The Soul Queen of New Orleans, Irma Thomas, was born Feb. 18, 1941 in Ponchatoula, Louisiana, probably coming into the world singing rather than crying. By age 19, she had been married twice and was mother to four children; she also had had her first national hit, “Don’t Mess with My Man,” which scraped the Top 20 on the Billboard R&B chart in 1959.
In 1964, Thomas was recording for Imperial Records and had her biggest pop hit when “Wish Someone Would Care” hit No. 17. At two and a half minutes, it’s the perfect shot of soul; one can be forgiven for wishing it would go on and on and on.

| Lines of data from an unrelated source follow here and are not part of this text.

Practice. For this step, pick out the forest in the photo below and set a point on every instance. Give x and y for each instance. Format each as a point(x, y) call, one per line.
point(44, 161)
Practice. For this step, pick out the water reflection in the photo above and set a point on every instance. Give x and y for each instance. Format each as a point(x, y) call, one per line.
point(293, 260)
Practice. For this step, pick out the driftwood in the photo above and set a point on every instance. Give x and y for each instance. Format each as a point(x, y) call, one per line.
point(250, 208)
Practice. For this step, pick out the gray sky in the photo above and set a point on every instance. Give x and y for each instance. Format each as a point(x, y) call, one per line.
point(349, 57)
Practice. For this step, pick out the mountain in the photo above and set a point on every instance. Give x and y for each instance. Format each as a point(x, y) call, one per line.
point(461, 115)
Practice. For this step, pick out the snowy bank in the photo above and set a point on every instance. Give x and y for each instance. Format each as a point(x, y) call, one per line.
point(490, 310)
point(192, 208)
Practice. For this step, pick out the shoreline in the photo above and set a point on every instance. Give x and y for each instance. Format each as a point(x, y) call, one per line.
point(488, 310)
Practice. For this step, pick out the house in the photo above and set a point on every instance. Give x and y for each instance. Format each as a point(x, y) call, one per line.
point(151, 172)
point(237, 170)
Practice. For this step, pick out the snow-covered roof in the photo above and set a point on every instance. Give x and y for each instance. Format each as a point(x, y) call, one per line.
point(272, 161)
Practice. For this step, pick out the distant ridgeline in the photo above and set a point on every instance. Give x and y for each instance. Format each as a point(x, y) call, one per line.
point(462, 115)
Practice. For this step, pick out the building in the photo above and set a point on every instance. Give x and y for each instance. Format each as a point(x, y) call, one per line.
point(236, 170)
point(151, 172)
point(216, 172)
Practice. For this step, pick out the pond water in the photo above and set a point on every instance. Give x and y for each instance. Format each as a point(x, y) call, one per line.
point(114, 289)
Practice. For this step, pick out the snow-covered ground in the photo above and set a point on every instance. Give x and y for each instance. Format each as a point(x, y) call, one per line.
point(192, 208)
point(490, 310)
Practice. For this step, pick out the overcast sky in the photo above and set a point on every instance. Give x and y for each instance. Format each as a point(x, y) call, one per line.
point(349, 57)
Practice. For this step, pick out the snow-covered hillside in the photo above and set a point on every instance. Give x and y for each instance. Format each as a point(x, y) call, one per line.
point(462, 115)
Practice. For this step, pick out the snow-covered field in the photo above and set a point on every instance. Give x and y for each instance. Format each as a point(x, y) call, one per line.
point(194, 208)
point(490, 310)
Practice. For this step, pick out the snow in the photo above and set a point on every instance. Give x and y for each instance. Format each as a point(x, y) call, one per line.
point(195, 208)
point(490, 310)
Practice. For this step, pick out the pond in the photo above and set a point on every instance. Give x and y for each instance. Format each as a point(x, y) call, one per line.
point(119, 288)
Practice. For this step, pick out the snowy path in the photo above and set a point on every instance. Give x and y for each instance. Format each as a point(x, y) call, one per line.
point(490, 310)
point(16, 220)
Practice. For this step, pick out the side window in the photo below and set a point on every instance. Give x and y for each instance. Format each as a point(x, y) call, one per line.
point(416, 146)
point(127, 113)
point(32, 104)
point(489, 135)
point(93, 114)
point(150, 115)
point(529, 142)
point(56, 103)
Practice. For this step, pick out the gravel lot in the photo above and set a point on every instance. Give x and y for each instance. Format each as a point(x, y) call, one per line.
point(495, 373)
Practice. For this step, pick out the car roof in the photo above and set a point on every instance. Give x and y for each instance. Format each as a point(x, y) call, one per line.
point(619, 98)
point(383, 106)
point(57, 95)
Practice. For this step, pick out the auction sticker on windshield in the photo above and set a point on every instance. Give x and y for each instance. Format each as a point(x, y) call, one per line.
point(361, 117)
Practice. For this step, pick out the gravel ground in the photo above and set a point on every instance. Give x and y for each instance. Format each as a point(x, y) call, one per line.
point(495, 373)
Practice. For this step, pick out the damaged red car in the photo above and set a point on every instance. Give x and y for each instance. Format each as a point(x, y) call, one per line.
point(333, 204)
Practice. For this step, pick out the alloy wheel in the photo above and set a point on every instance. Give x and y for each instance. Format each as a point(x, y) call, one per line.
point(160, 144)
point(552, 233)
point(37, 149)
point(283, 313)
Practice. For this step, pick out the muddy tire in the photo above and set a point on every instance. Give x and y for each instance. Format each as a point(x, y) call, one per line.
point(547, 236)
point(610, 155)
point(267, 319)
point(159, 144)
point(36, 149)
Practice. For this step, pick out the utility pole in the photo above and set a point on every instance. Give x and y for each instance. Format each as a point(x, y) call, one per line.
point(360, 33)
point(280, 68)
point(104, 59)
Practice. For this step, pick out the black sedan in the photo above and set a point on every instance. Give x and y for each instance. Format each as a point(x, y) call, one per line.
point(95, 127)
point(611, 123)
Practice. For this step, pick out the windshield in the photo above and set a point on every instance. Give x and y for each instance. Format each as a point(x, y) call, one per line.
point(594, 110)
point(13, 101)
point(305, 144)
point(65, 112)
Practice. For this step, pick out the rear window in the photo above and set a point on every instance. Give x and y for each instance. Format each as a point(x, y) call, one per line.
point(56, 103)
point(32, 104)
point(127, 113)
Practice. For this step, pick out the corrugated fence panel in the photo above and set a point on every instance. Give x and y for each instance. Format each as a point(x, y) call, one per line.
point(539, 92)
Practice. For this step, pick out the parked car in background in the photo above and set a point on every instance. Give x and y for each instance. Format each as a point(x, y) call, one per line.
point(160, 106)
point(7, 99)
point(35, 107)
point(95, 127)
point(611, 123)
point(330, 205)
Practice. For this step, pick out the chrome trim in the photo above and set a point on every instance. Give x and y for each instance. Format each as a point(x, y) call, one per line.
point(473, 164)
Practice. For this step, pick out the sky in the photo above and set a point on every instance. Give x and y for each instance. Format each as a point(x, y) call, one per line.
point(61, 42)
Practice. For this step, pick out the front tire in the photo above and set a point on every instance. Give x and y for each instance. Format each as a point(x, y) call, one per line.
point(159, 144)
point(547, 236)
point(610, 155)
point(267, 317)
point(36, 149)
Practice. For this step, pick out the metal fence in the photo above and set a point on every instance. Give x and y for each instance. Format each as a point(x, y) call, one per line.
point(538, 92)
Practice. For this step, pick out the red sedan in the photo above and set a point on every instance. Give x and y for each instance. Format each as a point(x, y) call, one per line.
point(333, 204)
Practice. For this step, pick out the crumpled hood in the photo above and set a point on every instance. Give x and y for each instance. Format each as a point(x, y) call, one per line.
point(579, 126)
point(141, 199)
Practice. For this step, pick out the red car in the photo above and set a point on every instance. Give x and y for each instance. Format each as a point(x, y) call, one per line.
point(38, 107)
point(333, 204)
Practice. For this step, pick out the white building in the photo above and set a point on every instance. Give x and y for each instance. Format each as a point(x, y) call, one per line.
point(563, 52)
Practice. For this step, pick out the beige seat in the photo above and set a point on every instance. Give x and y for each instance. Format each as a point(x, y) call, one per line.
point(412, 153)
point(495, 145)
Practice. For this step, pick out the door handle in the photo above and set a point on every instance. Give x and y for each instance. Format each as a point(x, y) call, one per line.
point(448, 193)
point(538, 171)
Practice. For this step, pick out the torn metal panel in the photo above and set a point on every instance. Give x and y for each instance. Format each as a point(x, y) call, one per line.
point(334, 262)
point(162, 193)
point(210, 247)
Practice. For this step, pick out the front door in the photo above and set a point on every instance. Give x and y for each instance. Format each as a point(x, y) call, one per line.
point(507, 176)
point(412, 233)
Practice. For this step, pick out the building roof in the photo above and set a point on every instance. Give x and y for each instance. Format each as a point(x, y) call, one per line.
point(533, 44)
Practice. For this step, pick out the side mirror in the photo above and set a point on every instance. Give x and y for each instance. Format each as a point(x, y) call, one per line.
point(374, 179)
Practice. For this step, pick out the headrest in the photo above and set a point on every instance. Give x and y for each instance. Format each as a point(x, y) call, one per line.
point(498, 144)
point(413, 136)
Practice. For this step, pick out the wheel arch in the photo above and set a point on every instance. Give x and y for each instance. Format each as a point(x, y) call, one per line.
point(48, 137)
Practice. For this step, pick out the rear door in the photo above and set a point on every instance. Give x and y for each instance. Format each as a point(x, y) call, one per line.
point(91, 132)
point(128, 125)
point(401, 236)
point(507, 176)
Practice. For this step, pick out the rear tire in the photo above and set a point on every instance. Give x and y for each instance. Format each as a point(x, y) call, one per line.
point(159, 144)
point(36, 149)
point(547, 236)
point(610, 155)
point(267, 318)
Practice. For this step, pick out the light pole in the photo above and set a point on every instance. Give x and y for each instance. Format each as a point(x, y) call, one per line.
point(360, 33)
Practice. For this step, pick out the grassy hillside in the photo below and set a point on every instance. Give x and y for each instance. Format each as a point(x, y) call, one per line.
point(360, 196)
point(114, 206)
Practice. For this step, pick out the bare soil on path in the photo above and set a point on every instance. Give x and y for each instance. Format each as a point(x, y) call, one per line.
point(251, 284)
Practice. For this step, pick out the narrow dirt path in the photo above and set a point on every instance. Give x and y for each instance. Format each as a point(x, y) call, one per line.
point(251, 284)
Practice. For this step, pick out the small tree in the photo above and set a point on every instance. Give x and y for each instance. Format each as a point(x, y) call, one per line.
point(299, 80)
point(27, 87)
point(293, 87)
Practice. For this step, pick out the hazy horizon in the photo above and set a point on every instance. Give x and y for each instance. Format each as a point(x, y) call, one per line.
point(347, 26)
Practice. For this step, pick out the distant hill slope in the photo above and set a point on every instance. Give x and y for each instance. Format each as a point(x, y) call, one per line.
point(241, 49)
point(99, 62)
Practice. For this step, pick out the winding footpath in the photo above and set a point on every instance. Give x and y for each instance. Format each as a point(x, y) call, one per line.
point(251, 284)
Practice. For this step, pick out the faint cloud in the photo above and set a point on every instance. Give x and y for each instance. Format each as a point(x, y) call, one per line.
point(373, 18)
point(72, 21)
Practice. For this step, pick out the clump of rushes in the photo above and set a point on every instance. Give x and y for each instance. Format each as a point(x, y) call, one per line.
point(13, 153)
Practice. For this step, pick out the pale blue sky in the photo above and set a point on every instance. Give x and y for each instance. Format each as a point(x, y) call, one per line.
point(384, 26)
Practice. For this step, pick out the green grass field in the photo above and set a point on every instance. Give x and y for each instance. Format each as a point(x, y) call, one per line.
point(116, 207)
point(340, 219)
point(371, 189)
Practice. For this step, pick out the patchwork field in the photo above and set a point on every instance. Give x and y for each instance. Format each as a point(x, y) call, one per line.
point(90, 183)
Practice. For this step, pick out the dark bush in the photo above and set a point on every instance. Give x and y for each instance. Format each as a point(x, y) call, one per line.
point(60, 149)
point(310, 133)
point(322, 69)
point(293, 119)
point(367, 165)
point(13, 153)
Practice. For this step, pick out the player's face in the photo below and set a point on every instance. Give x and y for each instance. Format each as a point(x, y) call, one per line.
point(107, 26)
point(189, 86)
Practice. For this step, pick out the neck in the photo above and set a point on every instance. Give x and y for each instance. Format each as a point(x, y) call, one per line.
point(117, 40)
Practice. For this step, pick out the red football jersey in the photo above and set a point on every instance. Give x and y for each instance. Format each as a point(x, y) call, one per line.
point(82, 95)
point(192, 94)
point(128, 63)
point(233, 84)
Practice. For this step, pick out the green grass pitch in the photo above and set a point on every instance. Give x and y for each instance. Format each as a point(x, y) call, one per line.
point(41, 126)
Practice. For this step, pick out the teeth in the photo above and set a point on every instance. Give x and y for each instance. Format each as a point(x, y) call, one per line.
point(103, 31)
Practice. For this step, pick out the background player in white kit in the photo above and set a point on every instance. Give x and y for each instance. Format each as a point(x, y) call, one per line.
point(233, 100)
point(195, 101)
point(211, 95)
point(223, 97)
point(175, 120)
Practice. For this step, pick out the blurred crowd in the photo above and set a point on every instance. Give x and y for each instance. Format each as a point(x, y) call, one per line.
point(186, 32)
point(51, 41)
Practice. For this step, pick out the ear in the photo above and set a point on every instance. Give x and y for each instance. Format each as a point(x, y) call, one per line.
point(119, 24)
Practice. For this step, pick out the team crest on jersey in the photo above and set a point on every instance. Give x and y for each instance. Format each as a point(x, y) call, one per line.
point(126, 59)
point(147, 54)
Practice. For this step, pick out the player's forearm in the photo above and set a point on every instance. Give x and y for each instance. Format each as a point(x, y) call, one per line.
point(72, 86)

She had more hits while on Imperial, including "Anyone Who Knows What Love Is (Will Understand),” “Times Have Changed” and “He’s My Guy.” Her last single for the label was her 1966 take on James Brown’s “It’s a Man’s World,” retitled “It’s a Man’s-Woman’s World.”
Two years later, in 1968, Thomas was on the great blues label Chess Records and recording in Muscle Shoals, AL. Her final R&B chart hit dropped that year – “Good to Me.”
We would be remiss if we did not include in this appreciation one of the great interpretations of a Christmas classic ever committed to tape – Thomas’ rendition of “O Holy Night,” from the 1990 compilation A Creole Christmas.
Irma Thomas continues to perform and occasionally record, and is considered to be among the greatest soul and blues singers to ever step to the mic, whether singing her own compositions or interpreting the material of other writers. She is, quite simply, an American treasure.